Leukemia stem cells look and behave in culture like many other ordinary blood or bone marrow stem cells, which makes them difficult to identify and isolate just by morphology (size and shape). Much of Guzman’s work has involved searching for biological differences that might be used to differentiate and characterize the cells. Her lab and other groups have identified proteins (antigens) found on the surface of blood cells, some of which seem to only appear on leukemia stem cells.
By using these antigens, Guzman and her colleagues, who include Gail Roboz, M.D., and Duane Hassane, Ph.D., can track the diseased stem cells – and target them. In fact, they are working on pre-clinical assays in preparation for clinical trials for a treatment that could harness the body’s immune response as a novel way to kill leukemia stem cells and blasts.
The trial will utilize engineered T cells with chimeric antigen receptors (aka CAR-T cells) which have been specifically created by French bioresearch firm Cellectis to target CD123, one of the protein markers in leukemia stem cells. The hope is that the engineered immune cells will recognize and attack the AML blasts and stem cells with no collateral damage to healthy cells.
Current chemotherapy protocols have remained unchanged for the past three decades. Most adult AML patients achieve initial remission lasting an average of two years, which could provide a good window for a low-toxicity maintenance CAR-T immunotherapy program to eliminate residual disease and prevent relapse, Guzman said. She also hopes to eventually test the CAR-T therapy as a more precise, off-the-shelf first-line treatment.
While CD123 is found on the surface of many variants of AML, may not be universally present. So the Weill Cornell researchers are working in close collaboration with Cellectis to identify additional antigen markers and their reciprocal CAR-T candidates.
“Treating AML is like playing a game of Whack-A-Mole. You can hit one, but there are so many clones, there’s always the question of whether another clone will pop up.”
Guzman and Roboz are also investigating ways to tease leukemia stem cells out of hiding and into the open, where they would be easier to find and kill. These include drugs known to mobilize normal stem cells which are already used to help prepare patients for stem cell transplants. Changes in the biology and behavior of diseased stem cells and their relationship with their niche microenvironment within the bone marrow may necessitate the development of new drugs, but Guzman is confident the strategy has potential.

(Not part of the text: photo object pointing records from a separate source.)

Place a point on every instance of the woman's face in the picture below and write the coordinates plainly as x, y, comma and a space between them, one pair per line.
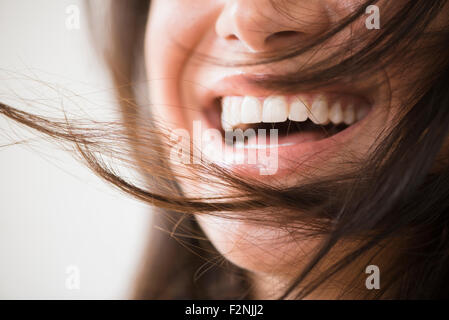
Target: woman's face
318, 130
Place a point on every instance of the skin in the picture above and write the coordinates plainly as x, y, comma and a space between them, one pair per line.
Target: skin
238, 29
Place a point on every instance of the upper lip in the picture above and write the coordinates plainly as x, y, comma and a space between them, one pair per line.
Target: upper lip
241, 85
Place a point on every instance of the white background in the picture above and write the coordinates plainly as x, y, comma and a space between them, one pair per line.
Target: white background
54, 213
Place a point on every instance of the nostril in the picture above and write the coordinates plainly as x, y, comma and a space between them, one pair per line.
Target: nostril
283, 38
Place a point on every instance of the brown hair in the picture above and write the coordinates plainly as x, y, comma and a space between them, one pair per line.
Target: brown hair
392, 194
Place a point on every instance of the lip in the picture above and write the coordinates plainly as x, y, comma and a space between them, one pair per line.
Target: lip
290, 154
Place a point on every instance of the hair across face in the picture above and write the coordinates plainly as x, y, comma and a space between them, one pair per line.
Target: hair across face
347, 192
244, 51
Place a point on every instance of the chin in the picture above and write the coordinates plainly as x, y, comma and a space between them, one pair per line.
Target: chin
256, 248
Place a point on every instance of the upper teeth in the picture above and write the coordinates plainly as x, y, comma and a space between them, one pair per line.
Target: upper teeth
237, 110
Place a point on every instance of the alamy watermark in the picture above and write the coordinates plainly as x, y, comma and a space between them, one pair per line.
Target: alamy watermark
373, 280
249, 147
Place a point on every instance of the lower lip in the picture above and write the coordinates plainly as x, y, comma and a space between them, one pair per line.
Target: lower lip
292, 151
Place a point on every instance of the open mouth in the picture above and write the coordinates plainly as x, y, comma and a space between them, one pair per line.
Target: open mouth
298, 118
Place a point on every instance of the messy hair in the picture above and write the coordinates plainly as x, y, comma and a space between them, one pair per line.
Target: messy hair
397, 192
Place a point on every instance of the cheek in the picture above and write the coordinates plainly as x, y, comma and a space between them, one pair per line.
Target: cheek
258, 249
174, 29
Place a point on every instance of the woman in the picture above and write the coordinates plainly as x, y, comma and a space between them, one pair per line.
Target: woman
343, 170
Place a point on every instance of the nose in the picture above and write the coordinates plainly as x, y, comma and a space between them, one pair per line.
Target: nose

Using a variety of cutting-edge technology like digital PCR and mass cytometry, Guzman is also elucidating the role of other cellular processes, such as metabolic signaling networks, in AML. A recent study published in Cell Reports revealed the role and function of the heat shock protein 90 (Hsp90), and identified certain subpopulations of AML patients who would most benefit from Hsp90 inhibition therapy.
“It is critical to understand the molecular pathogenesis of AML to enable therapeutic advances,” Guzman said. “Other targeted compounds under testing have generated disappointing results because they were designed to address unique genetic and molecular lesions, and did not address residual leukemia stem cells nor the fact that AML often results from the cooperation of several oncogenic events. We really believe that once we have a good way to track residual leukemia stem cells, we should be able to treat these patients.”